In recent weeks, Israeli airstrikes on Lebanese soil, including an attack on the municipality of Bint Jbeil, have been met with strong reactions from the Lebanese government. President Michel Aoun called for the army to be prepared to respond to the aggressions, and Prime Minister Najib Mikati urged the international community not to remain silent in the face of these crimes. However, the very same governments that speak of “helping Lebanon” and “upholding the ceasefire” are, in practice, pursuing the goals of Tel Aviv through a policy of silence and passivity. This hidden alignment points to a shared strategy between the West and Israel to weaken the resistance axis and maintain security and political dominance in the region.
Burying Gaza Under Shadow of New Wars
Netanyahu, facing an internal crisis and corruption charges after the Gaza war, is attempting to divert public attention from the Gaza deadlock by escalating attacks in Lebanon and creating a new military landscape. At the same time, the Western media's emphasis on the Sudan crisis is also an effort to overshadow the violations of the Gaza ceasefire and to block humanitarian aid. Through this media tactic, the West seeks to break Israel's international isolation and present a fabricated image of a multi-crisis Middle East, so that the Israeli occupation remains hidden behind the smoke of ongoing wars. The main goal is to shift public pressure away from Palestine to other areas and temporarily revive the lost legitimacy of political Zionism.
Engineering Lebanon; From Military Pressure to Electoral Influence
In complete coordination with the United States, the Israeli regime seeks, by maintaining instability in Lebanon, to achieve two goals: First, to entangle the Lebanese government and army with Hezbollah; second, to prevent the reconstruction and internal stabilization of Lebanon. These multilayered pressures lay the groundwork for interference in next spring’s parliamentary elections, aiming to remove the resistance from the political equation and steer the governance structure toward compromise. Lebanon's enemies are attempting to increase public dissatisfaction with the resistance by creating economic and security crises, so that ultimately Beirut becomes a model of post-election Iraq—a country shaped by political engineering and external pressure.
Division of Labor to Surrender the Region
The joint pressure model employed by the U.S. and Israel is based on a division of labor: Tel Aviv spreads instability through military means in Lebanon, Syria, and Gaza, while Washington uses political and economic tools to negotiate for the disarmament of the resistance. Statements from American officials, including those of Barak and Morgan Ortagus, about conditioning any aid on actions against Hezbollah, are clear evidence of this strategy. Just as in Syria, where Israel’s military pressure is combined with American economic promises, in Lebanon the aim is to impose a settlement and eliminate the country’s defensive independence. The twelve-day war against Iran demonstrated that this model is doomed to failure when confronted with the will of local nations.
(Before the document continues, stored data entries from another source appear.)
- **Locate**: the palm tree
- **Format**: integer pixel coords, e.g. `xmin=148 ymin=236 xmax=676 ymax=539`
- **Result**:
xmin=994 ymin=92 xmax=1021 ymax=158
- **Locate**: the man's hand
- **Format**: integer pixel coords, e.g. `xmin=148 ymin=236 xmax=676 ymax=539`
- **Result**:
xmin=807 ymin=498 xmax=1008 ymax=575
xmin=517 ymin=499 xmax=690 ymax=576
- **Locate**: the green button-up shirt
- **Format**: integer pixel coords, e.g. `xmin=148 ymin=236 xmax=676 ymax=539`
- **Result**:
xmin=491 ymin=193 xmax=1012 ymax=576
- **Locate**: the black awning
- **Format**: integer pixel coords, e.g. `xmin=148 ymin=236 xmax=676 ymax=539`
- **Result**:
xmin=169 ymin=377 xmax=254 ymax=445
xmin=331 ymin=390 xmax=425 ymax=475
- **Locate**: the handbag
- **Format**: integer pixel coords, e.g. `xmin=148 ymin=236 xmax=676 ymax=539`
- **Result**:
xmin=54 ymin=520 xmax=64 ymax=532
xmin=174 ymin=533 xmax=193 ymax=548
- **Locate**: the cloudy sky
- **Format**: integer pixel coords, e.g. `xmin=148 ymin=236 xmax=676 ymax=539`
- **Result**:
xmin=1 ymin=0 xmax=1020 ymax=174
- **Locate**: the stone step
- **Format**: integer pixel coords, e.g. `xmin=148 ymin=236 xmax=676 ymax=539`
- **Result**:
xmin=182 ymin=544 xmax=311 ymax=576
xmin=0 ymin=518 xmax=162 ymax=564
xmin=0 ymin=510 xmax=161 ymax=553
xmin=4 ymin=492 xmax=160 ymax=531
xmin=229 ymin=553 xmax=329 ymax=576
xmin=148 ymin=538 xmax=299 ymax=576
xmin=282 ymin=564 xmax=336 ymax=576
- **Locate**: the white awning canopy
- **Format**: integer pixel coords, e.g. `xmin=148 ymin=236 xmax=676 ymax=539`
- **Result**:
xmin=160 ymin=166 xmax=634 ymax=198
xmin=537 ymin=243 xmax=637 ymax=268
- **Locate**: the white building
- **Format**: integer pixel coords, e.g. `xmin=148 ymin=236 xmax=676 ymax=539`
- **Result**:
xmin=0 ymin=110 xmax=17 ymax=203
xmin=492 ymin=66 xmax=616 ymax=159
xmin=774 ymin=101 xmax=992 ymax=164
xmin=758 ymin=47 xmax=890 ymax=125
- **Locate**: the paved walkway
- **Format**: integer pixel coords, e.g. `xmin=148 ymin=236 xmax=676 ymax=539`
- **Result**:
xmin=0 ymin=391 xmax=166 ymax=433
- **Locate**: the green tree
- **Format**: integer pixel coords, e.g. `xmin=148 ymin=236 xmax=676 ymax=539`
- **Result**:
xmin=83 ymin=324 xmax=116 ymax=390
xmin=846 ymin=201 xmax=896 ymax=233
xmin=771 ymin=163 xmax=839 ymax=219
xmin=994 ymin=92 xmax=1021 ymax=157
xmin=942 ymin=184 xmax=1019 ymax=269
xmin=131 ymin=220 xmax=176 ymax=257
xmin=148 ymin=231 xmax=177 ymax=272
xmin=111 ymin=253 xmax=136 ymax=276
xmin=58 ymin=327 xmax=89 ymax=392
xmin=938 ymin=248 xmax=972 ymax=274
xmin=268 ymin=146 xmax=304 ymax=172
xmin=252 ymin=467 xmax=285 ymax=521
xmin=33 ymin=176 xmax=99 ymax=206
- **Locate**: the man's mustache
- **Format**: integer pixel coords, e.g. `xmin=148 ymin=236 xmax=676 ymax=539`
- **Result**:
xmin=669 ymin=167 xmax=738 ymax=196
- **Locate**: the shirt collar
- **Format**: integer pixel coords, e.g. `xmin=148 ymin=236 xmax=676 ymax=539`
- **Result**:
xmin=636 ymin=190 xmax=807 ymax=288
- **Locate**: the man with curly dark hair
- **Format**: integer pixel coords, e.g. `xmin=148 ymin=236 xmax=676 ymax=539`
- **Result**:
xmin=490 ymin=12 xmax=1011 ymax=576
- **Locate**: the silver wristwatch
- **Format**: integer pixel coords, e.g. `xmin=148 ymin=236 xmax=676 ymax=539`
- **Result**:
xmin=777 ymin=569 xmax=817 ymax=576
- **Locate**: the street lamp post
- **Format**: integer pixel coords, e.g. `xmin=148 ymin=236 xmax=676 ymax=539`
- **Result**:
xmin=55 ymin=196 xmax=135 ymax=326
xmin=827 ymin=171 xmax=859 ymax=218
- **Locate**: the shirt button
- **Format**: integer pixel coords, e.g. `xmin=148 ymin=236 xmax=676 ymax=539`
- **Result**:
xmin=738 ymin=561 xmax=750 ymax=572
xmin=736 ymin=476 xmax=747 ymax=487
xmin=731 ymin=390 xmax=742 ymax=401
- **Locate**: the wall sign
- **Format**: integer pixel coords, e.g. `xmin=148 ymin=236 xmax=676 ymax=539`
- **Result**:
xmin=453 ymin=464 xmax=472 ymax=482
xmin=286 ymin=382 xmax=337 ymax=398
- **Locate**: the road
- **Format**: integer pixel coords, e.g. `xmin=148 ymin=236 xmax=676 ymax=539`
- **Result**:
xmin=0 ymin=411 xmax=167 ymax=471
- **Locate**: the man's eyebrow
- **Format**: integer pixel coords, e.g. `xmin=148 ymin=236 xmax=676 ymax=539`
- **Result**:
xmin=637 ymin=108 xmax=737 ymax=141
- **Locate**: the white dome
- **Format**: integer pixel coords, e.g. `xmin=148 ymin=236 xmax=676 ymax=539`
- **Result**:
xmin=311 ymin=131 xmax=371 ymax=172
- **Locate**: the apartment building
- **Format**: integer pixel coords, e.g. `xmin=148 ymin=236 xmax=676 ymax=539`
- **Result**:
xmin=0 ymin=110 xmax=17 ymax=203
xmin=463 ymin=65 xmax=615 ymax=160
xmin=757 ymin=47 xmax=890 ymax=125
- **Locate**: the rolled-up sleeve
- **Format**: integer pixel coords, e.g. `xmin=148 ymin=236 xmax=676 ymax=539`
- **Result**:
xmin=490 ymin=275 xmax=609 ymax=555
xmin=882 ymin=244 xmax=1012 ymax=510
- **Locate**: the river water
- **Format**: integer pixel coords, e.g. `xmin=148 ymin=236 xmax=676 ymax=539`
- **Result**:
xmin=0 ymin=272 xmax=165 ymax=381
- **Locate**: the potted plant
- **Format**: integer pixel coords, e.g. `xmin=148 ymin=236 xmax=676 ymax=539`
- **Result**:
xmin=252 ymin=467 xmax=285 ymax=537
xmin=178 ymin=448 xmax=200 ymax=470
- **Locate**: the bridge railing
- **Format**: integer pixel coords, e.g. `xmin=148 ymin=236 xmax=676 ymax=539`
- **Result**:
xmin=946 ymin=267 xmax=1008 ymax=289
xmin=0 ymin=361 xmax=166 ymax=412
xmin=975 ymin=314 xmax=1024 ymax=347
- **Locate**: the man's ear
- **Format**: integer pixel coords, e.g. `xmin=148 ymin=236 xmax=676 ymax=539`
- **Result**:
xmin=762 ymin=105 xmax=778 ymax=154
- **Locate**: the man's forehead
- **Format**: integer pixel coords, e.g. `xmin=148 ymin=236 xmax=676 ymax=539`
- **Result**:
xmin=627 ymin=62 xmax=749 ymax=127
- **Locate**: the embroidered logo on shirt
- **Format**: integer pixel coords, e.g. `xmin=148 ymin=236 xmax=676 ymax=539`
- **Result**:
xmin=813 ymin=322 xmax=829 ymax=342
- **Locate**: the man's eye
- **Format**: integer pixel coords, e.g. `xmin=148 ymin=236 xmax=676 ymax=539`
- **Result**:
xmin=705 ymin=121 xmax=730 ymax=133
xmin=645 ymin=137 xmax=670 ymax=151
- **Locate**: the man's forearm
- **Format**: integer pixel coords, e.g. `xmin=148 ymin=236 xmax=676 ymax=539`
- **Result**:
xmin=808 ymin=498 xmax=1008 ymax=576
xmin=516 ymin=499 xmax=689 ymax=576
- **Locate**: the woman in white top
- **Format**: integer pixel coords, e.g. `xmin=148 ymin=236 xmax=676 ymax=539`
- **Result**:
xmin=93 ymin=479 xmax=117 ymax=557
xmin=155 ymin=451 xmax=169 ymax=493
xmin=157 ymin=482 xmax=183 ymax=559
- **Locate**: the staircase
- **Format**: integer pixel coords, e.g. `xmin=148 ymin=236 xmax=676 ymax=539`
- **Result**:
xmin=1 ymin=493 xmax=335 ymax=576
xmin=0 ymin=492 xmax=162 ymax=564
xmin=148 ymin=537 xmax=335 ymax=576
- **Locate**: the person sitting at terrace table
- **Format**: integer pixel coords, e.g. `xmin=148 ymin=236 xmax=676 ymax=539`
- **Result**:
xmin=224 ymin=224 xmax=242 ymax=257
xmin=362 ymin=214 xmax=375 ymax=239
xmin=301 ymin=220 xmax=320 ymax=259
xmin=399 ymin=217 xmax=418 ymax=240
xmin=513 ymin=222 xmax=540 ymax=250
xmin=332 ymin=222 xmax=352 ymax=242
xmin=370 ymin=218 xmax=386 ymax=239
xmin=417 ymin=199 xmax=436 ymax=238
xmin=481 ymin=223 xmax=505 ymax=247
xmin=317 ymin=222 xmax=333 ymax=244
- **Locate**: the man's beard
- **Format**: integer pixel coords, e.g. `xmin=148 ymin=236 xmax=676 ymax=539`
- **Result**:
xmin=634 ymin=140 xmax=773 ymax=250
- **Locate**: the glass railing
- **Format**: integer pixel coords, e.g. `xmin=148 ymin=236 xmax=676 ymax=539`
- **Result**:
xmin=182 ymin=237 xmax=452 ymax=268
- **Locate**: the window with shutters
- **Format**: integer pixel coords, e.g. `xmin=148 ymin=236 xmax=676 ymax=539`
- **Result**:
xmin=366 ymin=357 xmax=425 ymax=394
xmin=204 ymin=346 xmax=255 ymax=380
Indigenous Security Element: The Weapon of the Resistance
In a situation where international mechanisms, UNIFIL, and Western governments have no real intention of defending Lebanon, the only true deterrent in the country is Hezbollah’s weaponry—an armament that has prevented the reoccupation of southern Lebanon and the infiltration of the Israeli military. Lebanon’s current imposed crisis is not just a problem for one country, but a test for the entire region. Supporting the resistance is not only a defense of Lebanon’s borders but a preservation of the independence of the entire Muslim world. The experiences of Syria, Sudan, and the West Bank show that American promises do not bring security; only indigenous unity and standing against the division of labor between Washington and Tel Aviv can free the region from the cycle of artificial crises.